KB-6A18

dot-iu-cutter Session Handoff to Next Chat — Constitution Hardtest and Production-Scale Information Unit Pipeline

16 min read Revision 1
dot-iu-cutterhandoffconstitutionhardtestinformation-unitproduction-scaleingestioncanonicalizationpipelinescalemetadata-labelsnext-session

dot-iu-cutter — Session Handoff to Next Chat

Date: 2026-05-17 Prepared by: GPT User goal: complete the information-unit system so a user can eventually request Cắt hiến pháp and the pipeline operates end-to-end automatically, safely, and at production scale.


0. Why this handoff exists

The current session is very long and contains many gated phases: schema design, production migrations, observability, credentials, code, real PostgreSQL dry-runs, first production single-IU CUT/VERIFY, closeout, and early v0.5 scale design.

The user has now clarified the true next goal:

large_goal: hoàn thành hệ thống miếng thông tin
near_goal: make the cutting pipeline robust enough that `Cắt hiến pháp` can run end-to-end automatically
constitution_source_url: https://vps.incomexsaigoncorp.vn/knowledge/dev/laws/constitution
production_scale_expectation: hundreds_of_thousands_to_millions_of_information_units

Important: Do not treat the Constitution as a small demo. The user explicitly wants it as a hardtest for the real production process.

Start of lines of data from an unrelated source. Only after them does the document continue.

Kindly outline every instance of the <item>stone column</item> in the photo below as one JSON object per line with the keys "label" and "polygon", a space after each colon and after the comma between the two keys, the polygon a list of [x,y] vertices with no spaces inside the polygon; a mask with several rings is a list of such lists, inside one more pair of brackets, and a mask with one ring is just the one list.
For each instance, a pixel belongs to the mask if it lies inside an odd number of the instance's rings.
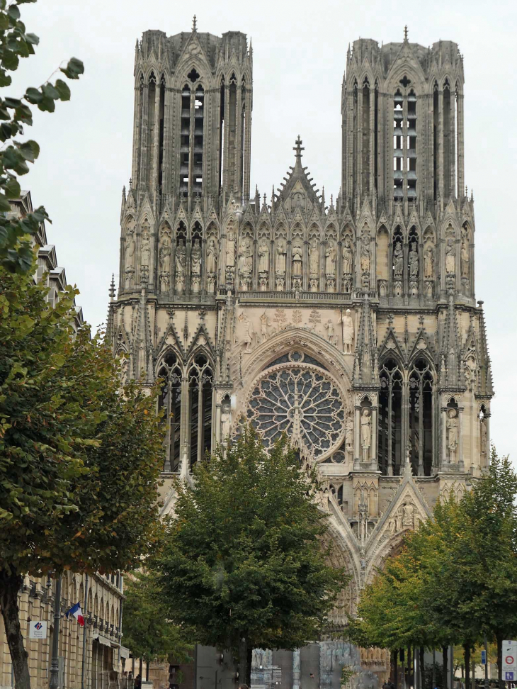
{"label": "stone column", "polygon": [[463,464],[463,407],[458,408],[458,464]]}
{"label": "stone column", "polygon": [[359,469],[360,461],[360,407],[356,405],[355,420],[353,424],[353,464],[354,469]]}
{"label": "stone column", "polygon": [[442,469],[442,465],[447,461],[447,407],[442,407],[442,456],[438,469]]}
{"label": "stone column", "polygon": [[377,441],[379,439],[379,432],[377,427],[377,407],[376,406],[372,406],[371,413],[372,413],[372,444],[371,444],[372,456],[370,459],[372,462],[372,467],[373,468],[373,465],[375,464],[375,471],[377,471],[377,469],[378,469],[377,459],[378,456],[378,452],[377,452]]}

1. Current production state — completed work

1.1 Schema / observability / credentials

v0_1_governance_tables: LIVE
v0_2_structural_schema: COMPLETE
v0_3_read_observability: LIVE
v0_4_credentials: LIVE
base_tables: 12
primary_keys: 12
in_schema_FKs: 19
observe_views: 12
read_role: cutter_ro
writer_roles:
  - cutter_exec
  - cutter_verify

The governance schema is live in PostgreSQL under cutter_governance.

1.2 Cutter agent code

Repo / SSOT:

code_SSOT: /opt/incomex/dot
branch: main
accepted_HEAD: e93424b5ff7fa5e4b8406131977ce4339cd0856a
VPS_is_code_SSOT: true
scoped_git_add_only: mandatory
never_git_add_A: true
commit_after_code_change: mandatory

Important accepted commits:

689e53e: initial in-memory cutter agent
56d3732: RealPostgresAdapter authored
84c52c5: LedgerWriter schema-binding to deployed schema
6060e1a: RealPostgresAdapter transaction lifecycle fix
db4aa58: UUID-safe CUT/VERIFY signing body fix
e93424b: DOT-pair signature cross-reference + lane-overlap fix

Current accepted HEAD is e93424b5ff7fa5e4b8406131977ce4339cd0856a.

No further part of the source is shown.